Tuesday, June 10, 2008

Amount of times "tough" and "hustle" appear in this article: 32562495

A certain Los Angeles basketball team is facing a certain Boston basketball team in contention for a giant gold basketball trophy thing. It's kind of a big deal.

Boston is up 2-0 in the best of seven series. What's the reason? Paul Pierce playing crazy-good? Shots not dropping for Kobe? Odom and Gasol not showing up? Home court? Rondo killing Fisher? Nope. Nope. Nope. Nope. Nope. All that is much too obvious and written about. How about...

Hustle. Defense. Intensity. Intangibles. Grit. Guts. Gutty grits. Gritty guts.

Lakers need to blame defense, not refs

They should probably blame the refs, at least a little. 38-10 free-throw differential is insane. And it was like 38-2 until the fourth quarter.

So let me let me identify another cause: defense.

Sound argument. I can't wait for the stats Mr.
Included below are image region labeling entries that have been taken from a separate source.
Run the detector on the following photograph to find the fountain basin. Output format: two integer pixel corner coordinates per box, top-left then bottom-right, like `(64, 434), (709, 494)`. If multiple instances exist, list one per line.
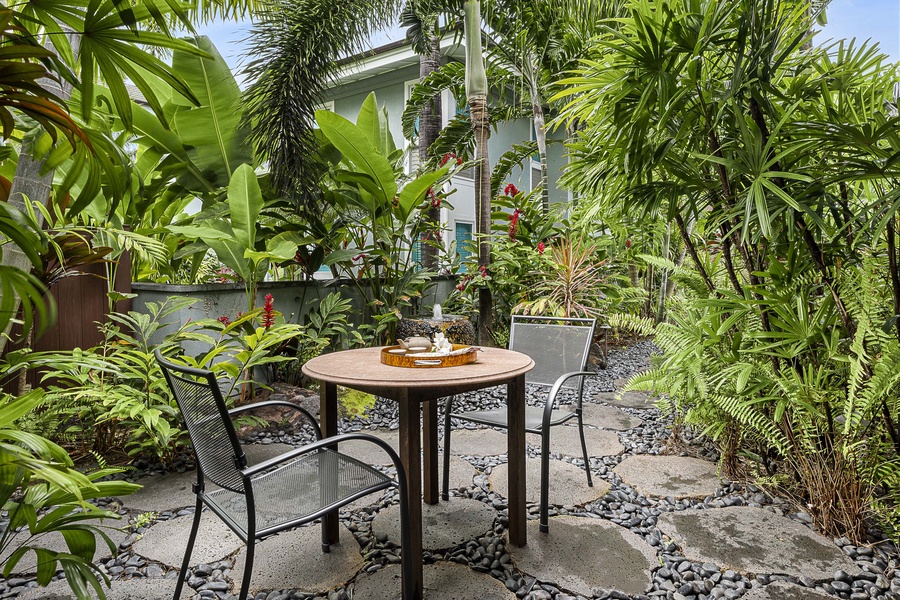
(397, 315), (475, 346)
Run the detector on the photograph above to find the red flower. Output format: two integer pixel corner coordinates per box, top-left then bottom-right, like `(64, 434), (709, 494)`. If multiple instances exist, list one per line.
(262, 294), (275, 329)
(509, 209), (522, 241)
(428, 188), (441, 208)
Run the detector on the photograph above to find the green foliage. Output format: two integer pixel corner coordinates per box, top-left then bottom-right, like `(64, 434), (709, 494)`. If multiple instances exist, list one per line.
(264, 292), (358, 385)
(16, 298), (303, 463)
(0, 390), (140, 600)
(555, 0), (900, 540)
(316, 94), (457, 343)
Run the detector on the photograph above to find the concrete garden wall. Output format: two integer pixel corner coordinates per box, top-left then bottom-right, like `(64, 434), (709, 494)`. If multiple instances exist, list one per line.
(131, 276), (457, 356)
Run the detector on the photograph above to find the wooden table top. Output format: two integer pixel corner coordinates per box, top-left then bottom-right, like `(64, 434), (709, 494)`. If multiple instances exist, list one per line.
(303, 347), (534, 390)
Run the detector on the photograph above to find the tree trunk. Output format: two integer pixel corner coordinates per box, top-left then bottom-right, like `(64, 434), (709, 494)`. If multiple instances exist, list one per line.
(530, 73), (550, 215)
(419, 35), (443, 270)
(464, 0), (493, 345)
(656, 223), (672, 323)
(0, 32), (81, 354)
(675, 213), (716, 292)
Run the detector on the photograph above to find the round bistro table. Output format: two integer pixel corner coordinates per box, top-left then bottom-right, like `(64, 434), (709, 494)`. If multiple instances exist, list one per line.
(303, 348), (534, 600)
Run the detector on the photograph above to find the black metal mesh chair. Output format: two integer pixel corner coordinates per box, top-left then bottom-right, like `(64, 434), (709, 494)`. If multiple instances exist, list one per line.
(156, 350), (413, 600)
(443, 315), (597, 532)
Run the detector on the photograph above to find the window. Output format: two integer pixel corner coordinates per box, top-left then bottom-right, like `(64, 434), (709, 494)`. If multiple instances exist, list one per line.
(409, 237), (422, 270)
(403, 79), (419, 174)
(456, 221), (472, 273)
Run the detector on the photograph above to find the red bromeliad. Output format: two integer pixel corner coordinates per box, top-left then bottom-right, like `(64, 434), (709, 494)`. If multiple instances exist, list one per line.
(428, 188), (441, 208)
(441, 152), (462, 167)
(509, 210), (522, 241)
(503, 183), (519, 196)
(262, 294), (275, 329)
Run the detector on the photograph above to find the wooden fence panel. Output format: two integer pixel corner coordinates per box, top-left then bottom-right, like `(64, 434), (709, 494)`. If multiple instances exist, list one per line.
(0, 253), (131, 394)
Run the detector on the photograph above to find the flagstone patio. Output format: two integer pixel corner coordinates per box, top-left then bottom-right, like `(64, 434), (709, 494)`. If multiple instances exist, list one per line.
(0, 368), (900, 600)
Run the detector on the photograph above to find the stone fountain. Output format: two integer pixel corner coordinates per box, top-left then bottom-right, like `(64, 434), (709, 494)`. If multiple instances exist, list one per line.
(397, 304), (475, 346)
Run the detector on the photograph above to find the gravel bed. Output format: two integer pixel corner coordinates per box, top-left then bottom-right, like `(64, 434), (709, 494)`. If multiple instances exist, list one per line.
(0, 340), (900, 600)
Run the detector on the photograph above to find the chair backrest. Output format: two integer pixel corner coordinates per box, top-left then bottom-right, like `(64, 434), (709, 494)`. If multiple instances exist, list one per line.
(155, 350), (247, 494)
(509, 315), (597, 390)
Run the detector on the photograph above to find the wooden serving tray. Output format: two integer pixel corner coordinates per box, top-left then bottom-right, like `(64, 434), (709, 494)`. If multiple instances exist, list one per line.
(381, 344), (478, 369)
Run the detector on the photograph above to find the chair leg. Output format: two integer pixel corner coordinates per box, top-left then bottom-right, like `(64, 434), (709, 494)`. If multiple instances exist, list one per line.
(540, 427), (550, 533)
(441, 396), (455, 502)
(238, 536), (256, 600)
(173, 496), (203, 600)
(578, 412), (594, 487)
(321, 517), (331, 554)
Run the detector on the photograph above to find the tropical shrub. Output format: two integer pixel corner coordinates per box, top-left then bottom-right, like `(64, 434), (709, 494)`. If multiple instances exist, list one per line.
(18, 296), (303, 463)
(316, 94), (456, 343)
(559, 0), (900, 540)
(0, 390), (140, 600)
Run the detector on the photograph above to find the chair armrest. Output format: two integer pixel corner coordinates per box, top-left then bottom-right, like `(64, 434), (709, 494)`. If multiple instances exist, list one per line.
(228, 400), (322, 440)
(241, 433), (406, 477)
(541, 371), (597, 429)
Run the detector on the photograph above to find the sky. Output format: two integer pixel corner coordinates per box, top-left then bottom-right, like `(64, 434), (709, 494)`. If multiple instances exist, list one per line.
(200, 0), (900, 79)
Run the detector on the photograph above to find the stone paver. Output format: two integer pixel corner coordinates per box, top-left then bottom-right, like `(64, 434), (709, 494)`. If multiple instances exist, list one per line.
(490, 458), (610, 506)
(133, 511), (243, 568)
(594, 392), (655, 408)
(121, 444), (293, 513)
(614, 454), (719, 498)
(509, 517), (659, 597)
(525, 425), (625, 458)
(231, 524), (363, 596)
(581, 402), (644, 431)
(0, 519), (114, 574)
(441, 429), (508, 456)
(17, 578), (197, 600)
(657, 506), (859, 580)
(372, 496), (497, 550)
(353, 562), (516, 600)
(741, 581), (834, 600)
(438, 456), (478, 490)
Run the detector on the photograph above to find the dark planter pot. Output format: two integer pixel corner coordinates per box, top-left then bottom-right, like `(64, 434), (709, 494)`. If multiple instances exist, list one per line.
(397, 315), (475, 346)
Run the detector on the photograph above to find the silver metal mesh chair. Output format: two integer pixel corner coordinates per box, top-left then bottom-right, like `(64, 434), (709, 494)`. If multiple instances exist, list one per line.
(443, 315), (597, 532)
(156, 350), (413, 600)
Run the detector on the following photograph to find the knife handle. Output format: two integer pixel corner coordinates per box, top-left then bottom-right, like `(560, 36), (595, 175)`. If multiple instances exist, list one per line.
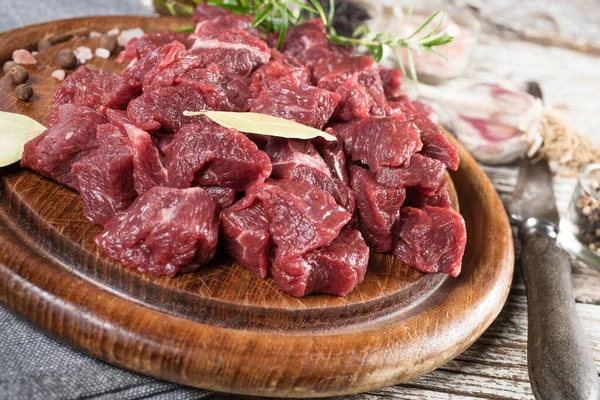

Kriegal will use to back this up! (spoiler alert: they never come)

And yet another: hustle.

Ugh.

The reason for Boston winning is because they simply tried harder than those fairies in LA. Not a ridiculous FT diff. or better rebounding or Kobe notching as many points as shots taken or KG being unguardable.

To this point, Boston has been vastly superior in the coachable, if under-measured facets of the game.

They're not under-measured, they're immeasurable. But I suppose that's why you have a job - telling me, part of the unwashed masses, that a team is winning by some mysterious way that only you, the sportswriter can see.

I'm not pronouncing the Lakers dead, not yet. I covered the '93 Knicks, who jumped out to a 2-0 lead on the Bulls with John Starks dunking over Michael Jordan. You know how that one turned out.

No, I don't know how "that one turned out." It was 15 years ago. I assume Jordan won.

But the Celtics — and I didn't think too much of them going into the Finals — have played as if they want it more.

Things sportswriters can intuit that mortals can't: who "wants it more."

Take Ray Allen, the weak link in Boston's so-called Big Three. A few weeks ago, it seemed as though his star status was about to be permanently revoked ... But he never took a possession off on defense.

Never. Not once. In "possessions taken 'on' on defense," Allen is a perfect 120-for-120.

He's also allowed Kobe to score 30 and 24 points. Did Kobe take a lot of shots? Yes. But Allen hasn't suddenly morphed into Bruce Bowen.

The league's Most Valuable Player went 9-for-26 in Game 1 and 11-for-23 in Game 2.

9-for-26 is pretty bad, but 11-23 is like 50 percent, which is not.

Fact: the Lakers are getting out-toughed and out-hustled by Ray Allen. The tough team that beat the Spurs in five games has gone soft.